CRAT vs. Charitable Remainder Unitrust Trust (CRUT)
While a CRAT provides the noncharitable beneficiary with the same income every year, a charitable remainder unitrust trust (CRUT) does not. This is because the value of the CRUT is recalculated annually, and the payout is based on a fixed percentage of that revaluation. In addition, a CRUT allows for additional contributions to be made during its term, which would also affect its annual value.
Pros and Cons of a CRAT
The chief pro of a CRAT is its tax savings. The trustor not only gets a partial tax deduction for their donation to the trust; they also can see a reduction in capital gains, gift, and estate taxes. Another advantage is that unlike with a charitable lead trust, a trustor or their designated noncharitable beneficiary can get a regular income stream from a CRAT while simultaneously donating money to charity from the trust. After death, the CRAT protects the money from creditors or greedy family members, passing it on instead to charity as directed by the trustor.
The greatest con of a CRAT is that it is irrevocable, giving the trustor no access to or control over the funds in the trust and making it difficult to impossible to alter the terms of the trust. Also, because it is a fixed annuity, the payment to the noncharitable beneficiary cannot grow if the CRAT’s investments do particularly well in any given year, as it can with a CRUT. A third disadvantage is that a CRAT is a complex construction whose creation and administration can be complicated and costly. It is important to run a thorough cost-benefit analysis to make sure that it is the best use for the assets you are planning to put into it.
What Is a Charitable Remainder Annuity Trust (CRAT)?
A CRAT is a “split-interest” giving vehicle that enables people to pursue philanthropic goals while still generating income. It pays a fixed annuity yearly to one more designated noncharitable beneficiaries while also donating funds to one or more designated charitable beneficiaries. When the term of the CRAT expires, the remaining assets go to the charitable beneficiaries.
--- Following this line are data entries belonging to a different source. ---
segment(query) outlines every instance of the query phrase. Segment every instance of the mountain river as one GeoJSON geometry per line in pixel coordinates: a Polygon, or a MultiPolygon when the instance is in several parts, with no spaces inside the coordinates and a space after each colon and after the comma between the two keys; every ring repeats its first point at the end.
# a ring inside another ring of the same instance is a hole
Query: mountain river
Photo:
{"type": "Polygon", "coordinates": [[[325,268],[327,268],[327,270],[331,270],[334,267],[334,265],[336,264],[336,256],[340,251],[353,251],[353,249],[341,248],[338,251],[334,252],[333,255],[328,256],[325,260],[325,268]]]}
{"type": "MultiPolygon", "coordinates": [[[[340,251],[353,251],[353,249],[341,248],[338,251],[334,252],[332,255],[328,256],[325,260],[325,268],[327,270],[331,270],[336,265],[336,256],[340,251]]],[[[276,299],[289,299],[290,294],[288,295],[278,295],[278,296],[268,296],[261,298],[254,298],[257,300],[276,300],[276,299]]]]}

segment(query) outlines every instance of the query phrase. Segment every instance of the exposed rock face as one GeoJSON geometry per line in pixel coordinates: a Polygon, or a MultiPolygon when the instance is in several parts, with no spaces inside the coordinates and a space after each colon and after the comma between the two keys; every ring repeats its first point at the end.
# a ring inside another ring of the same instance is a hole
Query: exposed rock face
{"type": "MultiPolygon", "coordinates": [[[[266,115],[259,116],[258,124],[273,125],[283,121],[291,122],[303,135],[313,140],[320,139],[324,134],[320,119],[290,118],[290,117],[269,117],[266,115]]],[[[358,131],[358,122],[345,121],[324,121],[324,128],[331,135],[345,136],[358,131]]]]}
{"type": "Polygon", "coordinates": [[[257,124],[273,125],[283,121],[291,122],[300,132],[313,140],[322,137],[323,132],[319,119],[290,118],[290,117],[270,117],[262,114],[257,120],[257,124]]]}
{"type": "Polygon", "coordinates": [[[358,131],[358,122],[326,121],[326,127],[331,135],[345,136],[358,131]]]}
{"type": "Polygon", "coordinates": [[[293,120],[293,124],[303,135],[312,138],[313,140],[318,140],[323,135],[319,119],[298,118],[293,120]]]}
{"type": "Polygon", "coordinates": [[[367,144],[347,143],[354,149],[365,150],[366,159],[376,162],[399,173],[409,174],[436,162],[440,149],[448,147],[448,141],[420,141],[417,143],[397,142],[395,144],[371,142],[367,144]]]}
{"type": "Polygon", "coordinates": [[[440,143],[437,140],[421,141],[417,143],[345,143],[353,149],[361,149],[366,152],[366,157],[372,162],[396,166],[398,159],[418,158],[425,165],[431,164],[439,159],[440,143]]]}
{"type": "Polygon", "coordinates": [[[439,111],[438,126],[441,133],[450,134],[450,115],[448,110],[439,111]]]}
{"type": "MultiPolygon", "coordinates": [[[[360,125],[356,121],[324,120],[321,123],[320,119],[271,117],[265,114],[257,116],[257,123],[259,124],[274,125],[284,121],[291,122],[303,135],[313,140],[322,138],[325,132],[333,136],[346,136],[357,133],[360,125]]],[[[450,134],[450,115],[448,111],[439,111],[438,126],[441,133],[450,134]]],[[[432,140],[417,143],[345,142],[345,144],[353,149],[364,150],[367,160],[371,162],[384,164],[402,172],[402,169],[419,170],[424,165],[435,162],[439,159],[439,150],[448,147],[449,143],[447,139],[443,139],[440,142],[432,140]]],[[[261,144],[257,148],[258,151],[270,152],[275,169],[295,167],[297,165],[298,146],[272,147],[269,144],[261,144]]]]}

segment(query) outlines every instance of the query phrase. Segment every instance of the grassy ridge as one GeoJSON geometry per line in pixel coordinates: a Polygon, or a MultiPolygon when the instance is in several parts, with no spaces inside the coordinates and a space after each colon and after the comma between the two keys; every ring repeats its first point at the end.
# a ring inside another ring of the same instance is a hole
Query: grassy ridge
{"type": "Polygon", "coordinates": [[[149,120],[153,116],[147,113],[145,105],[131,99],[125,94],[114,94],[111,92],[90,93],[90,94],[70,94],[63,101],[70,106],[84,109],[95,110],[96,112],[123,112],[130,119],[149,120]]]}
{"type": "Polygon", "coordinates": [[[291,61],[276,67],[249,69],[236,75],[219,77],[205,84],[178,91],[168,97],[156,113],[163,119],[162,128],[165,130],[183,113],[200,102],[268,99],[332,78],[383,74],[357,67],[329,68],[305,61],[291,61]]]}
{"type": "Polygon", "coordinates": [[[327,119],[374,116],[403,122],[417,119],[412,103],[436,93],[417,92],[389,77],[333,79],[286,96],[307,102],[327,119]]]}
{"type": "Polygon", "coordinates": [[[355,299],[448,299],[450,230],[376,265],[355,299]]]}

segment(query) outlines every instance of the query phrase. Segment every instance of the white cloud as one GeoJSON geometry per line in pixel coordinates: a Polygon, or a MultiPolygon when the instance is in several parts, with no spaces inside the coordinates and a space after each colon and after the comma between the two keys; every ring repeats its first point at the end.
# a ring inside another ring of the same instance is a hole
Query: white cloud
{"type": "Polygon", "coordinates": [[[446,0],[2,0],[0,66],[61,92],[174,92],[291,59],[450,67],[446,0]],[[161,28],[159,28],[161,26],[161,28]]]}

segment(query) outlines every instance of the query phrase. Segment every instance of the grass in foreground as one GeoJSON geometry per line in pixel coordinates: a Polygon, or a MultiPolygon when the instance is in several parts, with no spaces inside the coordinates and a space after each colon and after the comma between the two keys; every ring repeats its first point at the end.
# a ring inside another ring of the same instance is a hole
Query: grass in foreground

Does the Amount of the Annuity Depend on the CRAT’s Investment Performance?
No. A CRAT always pays the same amount annually to its noncharitable beneficiaries regardless of its financial performance. The amount cannot go up when the fund does better or go down when it does poorly, as it does with a charitable remainder unitrust trust (CRUT), which revalues the trust’s assets annually.
What Are the Tax Implications of a CRAT?
The grantor gets a one-time tax deduction based on the value of assets they initially put in the CRAT. In addition, by donating property in-kind to the CRAT, a grantor can avoid capital gains taxes, as the trust, which is tax-exempt, sells the property, not the grantor. There are also gift and estate tax advantages for the grantor. However, any income generated by the CRAT for a noncharitable beneficiary will be taxed as ordinary income.